Current Canada experience
- Now I’m going to jump to the present day in Toronto. For the past 5 years I’ve been working as an immigration lawyer at a legal aid clinic. I do a lot of post-refugee determination work, helping non-status people whose claims for refugee protection have been refused, but where there are extraordinarily compelling facts nonetheless.
- The last 5 years have seen tremendous changes to our immigration law. A lot of the most troubling changes affect refugees who make claims for protection within Canada. The list of recent erosions to the Singh decision is long: an increasing number of people can’t get access to the Refugee Board. Timelines for those who do get access are swift. Refused refugee claimants are deported quickly. Many of these changes are being challenged and will make their way to the Supreme Court of Canada eventually.
- I want to focus on one particular change: If your refugee claim is unsuccessful – maybe you were totally believed, but you do not meet the very specific legal definition of a refugee under the Convention – you can no longer request to have an application to remain considered on “humanitarian and compassionate grounds” until 1 year after your refugee decision. The idea is that you will likely have been deported by then. Still other groups are barred from any H&C consideration at all.

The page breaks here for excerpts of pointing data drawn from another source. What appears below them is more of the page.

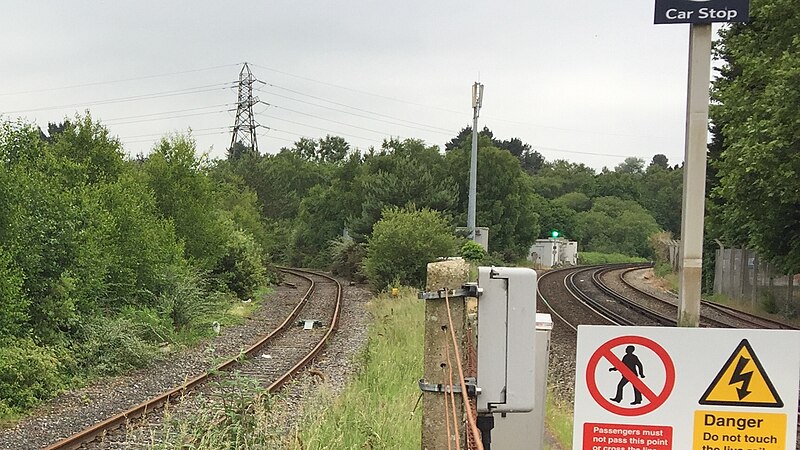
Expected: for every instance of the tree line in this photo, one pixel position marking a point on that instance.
(103, 257)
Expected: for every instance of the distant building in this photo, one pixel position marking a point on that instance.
(481, 235)
(553, 252)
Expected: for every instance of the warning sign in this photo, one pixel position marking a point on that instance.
(607, 436)
(646, 397)
(718, 430)
(659, 388)
(742, 381)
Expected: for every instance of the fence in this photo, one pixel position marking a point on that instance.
(741, 274)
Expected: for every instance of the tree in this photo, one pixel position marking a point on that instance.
(504, 200)
(631, 165)
(403, 172)
(756, 99)
(660, 161)
(405, 240)
(562, 177)
(185, 194)
(661, 193)
(614, 225)
(530, 160)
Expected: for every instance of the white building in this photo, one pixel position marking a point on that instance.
(554, 251)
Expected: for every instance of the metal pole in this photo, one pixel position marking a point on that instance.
(477, 99)
(694, 175)
(442, 275)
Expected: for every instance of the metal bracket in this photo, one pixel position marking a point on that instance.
(472, 388)
(467, 290)
(309, 324)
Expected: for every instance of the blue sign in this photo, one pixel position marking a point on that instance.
(702, 11)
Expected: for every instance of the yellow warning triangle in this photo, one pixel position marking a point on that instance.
(742, 382)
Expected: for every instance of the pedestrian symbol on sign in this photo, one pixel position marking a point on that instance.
(632, 362)
(639, 352)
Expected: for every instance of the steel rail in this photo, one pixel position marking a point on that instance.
(92, 433)
(753, 319)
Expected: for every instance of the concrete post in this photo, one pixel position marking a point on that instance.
(442, 275)
(694, 175)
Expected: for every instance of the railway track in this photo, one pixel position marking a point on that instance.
(581, 296)
(727, 316)
(272, 360)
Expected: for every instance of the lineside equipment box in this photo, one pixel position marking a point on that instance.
(506, 339)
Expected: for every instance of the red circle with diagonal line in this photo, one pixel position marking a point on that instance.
(654, 399)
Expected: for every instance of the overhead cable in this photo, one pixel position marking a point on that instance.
(194, 90)
(417, 125)
(98, 83)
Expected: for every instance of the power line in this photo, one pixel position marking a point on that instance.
(98, 83)
(415, 125)
(170, 117)
(166, 112)
(331, 120)
(319, 128)
(244, 128)
(224, 131)
(357, 90)
(191, 131)
(460, 113)
(194, 90)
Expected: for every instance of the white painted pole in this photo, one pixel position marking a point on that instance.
(694, 175)
(477, 99)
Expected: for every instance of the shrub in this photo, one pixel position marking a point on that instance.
(403, 242)
(472, 251)
(347, 258)
(185, 301)
(112, 346)
(28, 373)
(241, 268)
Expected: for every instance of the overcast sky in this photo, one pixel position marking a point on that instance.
(586, 81)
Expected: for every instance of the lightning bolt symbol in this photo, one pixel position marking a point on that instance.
(739, 377)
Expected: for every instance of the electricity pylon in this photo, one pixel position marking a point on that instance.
(244, 130)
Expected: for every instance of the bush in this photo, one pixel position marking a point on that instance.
(185, 301)
(241, 268)
(472, 251)
(592, 258)
(403, 242)
(347, 258)
(112, 346)
(28, 373)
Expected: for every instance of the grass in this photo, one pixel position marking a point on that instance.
(559, 422)
(379, 409)
(592, 258)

- The same Barbara Jackman who argued the Singh case will argue a case called Kanthasamy v. MCI at the SCC this Thursday. This case will consider what H&C discretion ought to mean in the immigration context. I am privileged to be part of a team representing the Canadian Council for Refugees, which has been granted intervener status in this case. Since the ability to access protection through the refugee stream has been quite narrowed due to the recent changes I mention, it is a wonderful time to have our highest court look – for the first time, head-on – at the importance of the exercise of H&C discretion.

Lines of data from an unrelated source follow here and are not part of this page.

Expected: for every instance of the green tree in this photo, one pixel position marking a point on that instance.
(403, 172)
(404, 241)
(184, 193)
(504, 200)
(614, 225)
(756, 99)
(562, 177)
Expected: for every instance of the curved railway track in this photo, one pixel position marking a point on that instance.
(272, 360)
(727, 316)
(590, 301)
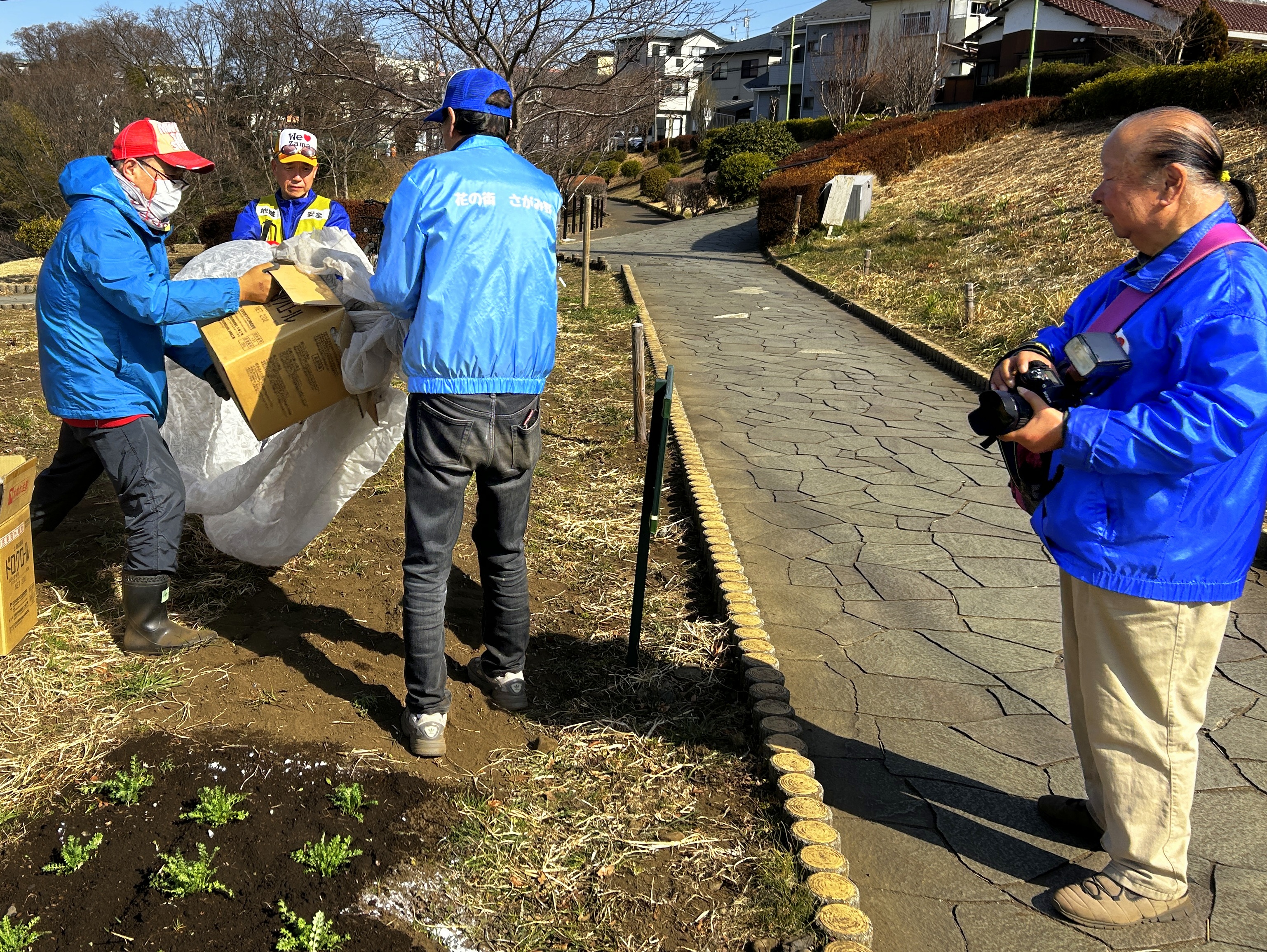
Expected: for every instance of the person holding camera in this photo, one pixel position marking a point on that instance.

- And jumping back to Hong Kong, in 2013 a landmark Hong Kong Court of Final Appeal ruling finally forced the HK government to set up a system to consider claims for protection. So, in 2014 the HK government took over this job from UNHCR. The Hong Kong Refugee Advice Centre changed its mandate, and its name to Justice Centre Hong Kong, and now helps people navigate this new system. Right on Hong Kong Court of Final Appeal! I imagine that is their Singh case that I hope will be celebrated, remembered, and protected in 30 years.